Carol is a best-selling author of thirteen business books, including The Silent Language of Leaders: How Body Language Can Help – or Hurt – How You Lead and her newest, STAND OUT: How to Build your Leadership Presence.
Her video course, Body Language for Leaders has had over 2 million views and is available on LinkedinLearning. Carol is a content expert with the e-learning company, Athena Online.
Her expertise has been cited in The Wall Street Journal, Industry Week, Investors Business Daily, CNN’s Business Unusual, PBS Marketplace, the Washington Post’s “On Leadership” column, MarketWatch radio, and the NBC Nightly News.
Carol has served as an adjunct faculty member at John F. Kennedy University in the International MBA program, at the University of California in the Executive Education Department, and for the Chamber of Commerce of the United States at their Institutes for Organization Management. She is a current faculty member for the Institute for Management Studies, and an International Partner with the World Business Angels Investment Fund (WBAF) where she volunteers her coaching expertise.
In addition, Carol is a California-based executive coach with two specialties: 1) assisting leaders as they craft and deliver key messages, and 2) helping senior managers prepare for C-Suite roles by increasing their leadership presence, which she defines as “the ability to influence and impact others by projecting confidence, credibility, caring, and charisma.”
Before her work in the business world, Carol was a therapist in private practice, a nightclub performer, and a majorette for the 49ers football team – but not in that order.
When first introduced to a female leader, followers immediately and unconsciously assess her for warmth (empathy, likeability, caring) and authority (power, credibility, status). Women are champions in the warmth and empathy arena, but lose out with power and authority cues – mostly because they fall prey to 10 common body language traps. Find out how to use body language that shows you are both
warm and powerful.
Great salespeople know the importance of great body language. Success in customer service, sales, and negotiations is heavily influenced by nonverbal factors, such as the way your gestures match the other person’s, the level of interest and energy in your voice, the amount of eye contact you use, and how well you can read (and respond to) nonverbal signals you get in return. Find out how to use body language as a valuable tool for gaining rapport, projecting credibility, uncovering deception, and closing the sale.
Body language is the management of time, space, appearance, posture, gesture, touch, facial expression, eye contact, and voice. When your verbal and nonverbal messages shift out of alignment, communication suffers and your impact is weakened. Aligning your body language with your key messages is the secret to increased leadership effectiveness.
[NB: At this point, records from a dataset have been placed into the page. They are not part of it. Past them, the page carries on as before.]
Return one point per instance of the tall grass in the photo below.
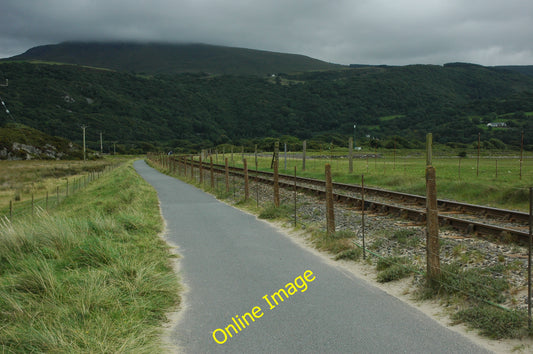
(91, 277)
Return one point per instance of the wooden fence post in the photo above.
(330, 213)
(276, 184)
(304, 148)
(246, 184)
(212, 172)
(350, 155)
(227, 175)
(201, 168)
(432, 217)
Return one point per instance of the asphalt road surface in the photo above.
(234, 266)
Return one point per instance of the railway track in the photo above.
(467, 218)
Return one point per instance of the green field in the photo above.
(496, 182)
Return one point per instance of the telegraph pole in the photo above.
(83, 127)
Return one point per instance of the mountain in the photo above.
(190, 111)
(523, 69)
(159, 58)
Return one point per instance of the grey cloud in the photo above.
(489, 32)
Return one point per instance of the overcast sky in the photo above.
(395, 32)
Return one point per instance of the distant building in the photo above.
(497, 125)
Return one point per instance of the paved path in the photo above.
(233, 263)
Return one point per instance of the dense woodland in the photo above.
(190, 111)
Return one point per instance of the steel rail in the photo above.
(409, 212)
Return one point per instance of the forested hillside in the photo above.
(190, 111)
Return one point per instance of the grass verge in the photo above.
(92, 277)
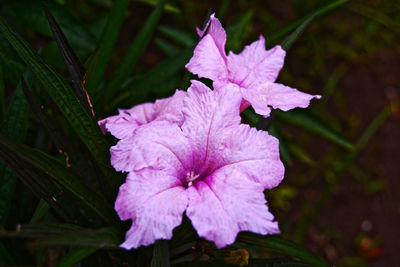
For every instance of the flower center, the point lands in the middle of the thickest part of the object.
(190, 177)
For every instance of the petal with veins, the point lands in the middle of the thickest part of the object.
(145, 197)
(159, 144)
(251, 152)
(123, 124)
(207, 115)
(224, 204)
(208, 61)
(255, 65)
(277, 96)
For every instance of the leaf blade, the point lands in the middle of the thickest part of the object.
(135, 51)
(62, 94)
(107, 43)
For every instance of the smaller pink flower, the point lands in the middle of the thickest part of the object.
(212, 167)
(254, 70)
(122, 125)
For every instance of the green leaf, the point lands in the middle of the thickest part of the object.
(288, 42)
(51, 234)
(5, 257)
(160, 254)
(163, 79)
(9, 61)
(137, 48)
(40, 211)
(308, 122)
(238, 32)
(75, 256)
(59, 174)
(74, 66)
(283, 145)
(178, 35)
(3, 96)
(297, 23)
(167, 7)
(278, 244)
(106, 45)
(168, 48)
(276, 263)
(31, 13)
(14, 125)
(63, 96)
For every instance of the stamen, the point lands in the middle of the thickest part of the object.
(190, 177)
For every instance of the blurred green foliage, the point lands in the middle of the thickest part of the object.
(135, 51)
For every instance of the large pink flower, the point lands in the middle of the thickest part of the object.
(212, 167)
(123, 124)
(254, 70)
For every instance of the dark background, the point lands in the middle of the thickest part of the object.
(344, 208)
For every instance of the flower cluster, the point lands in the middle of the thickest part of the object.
(191, 153)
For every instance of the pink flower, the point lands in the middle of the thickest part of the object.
(123, 124)
(254, 70)
(212, 167)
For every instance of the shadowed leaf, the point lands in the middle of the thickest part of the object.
(106, 45)
(74, 66)
(13, 125)
(75, 256)
(134, 52)
(47, 234)
(280, 245)
(59, 174)
(30, 12)
(62, 94)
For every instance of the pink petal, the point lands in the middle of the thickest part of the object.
(255, 65)
(159, 144)
(155, 202)
(170, 109)
(277, 96)
(207, 115)
(224, 204)
(209, 57)
(253, 153)
(123, 124)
Find out how to nonverbally project confidence, build trust, inspire others, and convince skeptical audiences.
Leadership Presence is not an attribute automatically assigned to you because of your business results. It isn’t necessarily reflective of your true qualities and potential. Instead, it depends entirely on how others evaluate you. Being perceived as a leader when interacting with customers, peers, or executives, is the essence of leadership presence. Find out how to project confidence, retain your poise under pressure, present ideas decisively, and engage others in ways that are authentic, empathetic and motivational.